In der Sportwettenbranche wurde ein neuer Deal beschlossen. Hierbei geht es um den deutschen Automatenkonzern Gauselmann Gruppe, der sich mit dem neusten Deal an den Branchenriesen Novomatic heranwagt. Bei dem Deal geht es um eine Übernahme. Der Anbieter Cashpoint, der zur deutschen Gauselmann-Gruppe gehört, hat den kleinen Konkurrenten Wettpunkt übernommen. In Zusammenarbeit sollen in Zukunft insgesamt rund 100 Filialen betrieben werden. Mit dem gemeinsamen Betrieb wird die Marke Wettpunkt in Zukunft gänzlich verschwinden.

Fakten zu Wettpunkt:

  • Eigentümer Hannes Bohinc verkaufte vor fünf Jahren Wettpunkt an einen russischen Oligarchen
  • Gauselmann übernahm nun die Büros von dem Russen
  • Wettpunkt betreibt rund 25 Filialen hauptsächlich in Wien

Cashpoint als die Nummer Zwei

In Österreich sorgt Cashpoint nun mit dem Zusammenschluss dafür, dass man näher an den Marktführer Novomatic herankommt. Man nähert sich an, bleibt dabei jedoch trotzdem die Nummer zwei. Novomatic hat sich auch in Deutschland einen großen Bekanntheitsgrad erarbeitet. So bietet der niederösterreichische Glücksspielkonzern in Deutschland verschiedene Highlights unter der Marke Löwen Entertainment an. Während die Konkurrenten in Bezug auf Spielhallen noch getrennt voneinander agieren, so haben die Unternehmen sich im Bereich der Spielbanken für die Zusammenarbeit entschieden. Hier arbeiten die Unternehmen zusammen, seit Gauselmann zum Jahresanfang bei der Berliner Spielbank eingestiegen ist, wo Novomatic als Eigentümer mit den meisten Anteilen gilt.
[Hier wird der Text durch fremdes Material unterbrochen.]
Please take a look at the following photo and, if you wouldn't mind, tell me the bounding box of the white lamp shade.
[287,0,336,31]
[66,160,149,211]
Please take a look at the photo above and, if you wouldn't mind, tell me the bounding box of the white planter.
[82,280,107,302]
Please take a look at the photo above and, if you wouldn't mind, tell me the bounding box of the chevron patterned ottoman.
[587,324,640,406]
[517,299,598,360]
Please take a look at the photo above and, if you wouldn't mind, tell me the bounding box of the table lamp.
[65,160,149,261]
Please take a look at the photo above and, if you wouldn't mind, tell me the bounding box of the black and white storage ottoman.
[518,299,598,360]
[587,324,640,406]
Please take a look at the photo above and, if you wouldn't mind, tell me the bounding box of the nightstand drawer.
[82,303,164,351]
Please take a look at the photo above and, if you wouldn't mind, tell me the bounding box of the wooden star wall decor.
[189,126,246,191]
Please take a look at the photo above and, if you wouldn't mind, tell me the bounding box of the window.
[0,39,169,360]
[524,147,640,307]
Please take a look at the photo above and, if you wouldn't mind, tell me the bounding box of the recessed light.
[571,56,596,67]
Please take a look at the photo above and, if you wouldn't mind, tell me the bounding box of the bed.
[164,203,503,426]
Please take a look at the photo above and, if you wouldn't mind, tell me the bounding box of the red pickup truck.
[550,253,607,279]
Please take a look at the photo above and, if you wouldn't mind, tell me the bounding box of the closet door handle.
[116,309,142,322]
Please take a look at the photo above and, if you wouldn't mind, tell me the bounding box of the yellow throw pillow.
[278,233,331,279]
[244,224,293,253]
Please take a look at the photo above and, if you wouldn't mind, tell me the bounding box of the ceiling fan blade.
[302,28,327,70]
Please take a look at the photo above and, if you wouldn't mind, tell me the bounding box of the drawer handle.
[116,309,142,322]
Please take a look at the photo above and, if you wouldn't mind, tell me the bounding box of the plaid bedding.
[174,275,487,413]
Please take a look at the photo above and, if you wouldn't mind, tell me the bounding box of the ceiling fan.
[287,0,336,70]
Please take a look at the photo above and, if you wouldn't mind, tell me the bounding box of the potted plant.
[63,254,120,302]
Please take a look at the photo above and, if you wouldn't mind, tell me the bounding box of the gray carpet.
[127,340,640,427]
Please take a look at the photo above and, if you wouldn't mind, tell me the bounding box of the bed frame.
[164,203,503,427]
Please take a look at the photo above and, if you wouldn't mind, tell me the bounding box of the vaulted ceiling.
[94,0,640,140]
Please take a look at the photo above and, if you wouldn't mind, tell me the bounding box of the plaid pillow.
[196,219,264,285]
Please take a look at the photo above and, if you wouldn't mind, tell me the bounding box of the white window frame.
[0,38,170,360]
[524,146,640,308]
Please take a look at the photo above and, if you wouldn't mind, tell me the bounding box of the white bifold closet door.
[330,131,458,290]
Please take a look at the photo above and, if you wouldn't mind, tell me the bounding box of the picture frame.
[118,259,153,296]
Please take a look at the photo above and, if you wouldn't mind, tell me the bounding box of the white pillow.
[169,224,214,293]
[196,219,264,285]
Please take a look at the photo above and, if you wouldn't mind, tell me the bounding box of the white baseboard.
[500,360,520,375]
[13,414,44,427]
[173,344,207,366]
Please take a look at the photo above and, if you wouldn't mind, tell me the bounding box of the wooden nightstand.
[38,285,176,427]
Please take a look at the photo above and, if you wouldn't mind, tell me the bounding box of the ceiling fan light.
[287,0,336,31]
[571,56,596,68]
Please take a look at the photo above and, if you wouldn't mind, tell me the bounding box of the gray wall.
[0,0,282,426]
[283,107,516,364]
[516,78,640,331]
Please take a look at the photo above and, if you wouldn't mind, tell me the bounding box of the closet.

Gauselmanns Franchisekonzept für Cashpoint

Cashpoint ist eine bekannte Sportwettenkette, die bereits vor etwa 20 Jahren gegründet wurde. Im Jahr 2005 wurde Cashpoint von Gauselmann übernommen. Mit der Übernahme von Cashpoint etablierte Gauselmann hierfür ein umfassendes Franchisekonzept. Der ehemalige Gründer von Cashpoint, Münzker, ist auch heute noch größter Franchisenehmer des Unternehmens. Das Konzept des Unternehmens sieht vor, dass das Angebot nicht nur in den Wettlokalen zur Verfügung gestellt wird, sondern auch im Internet.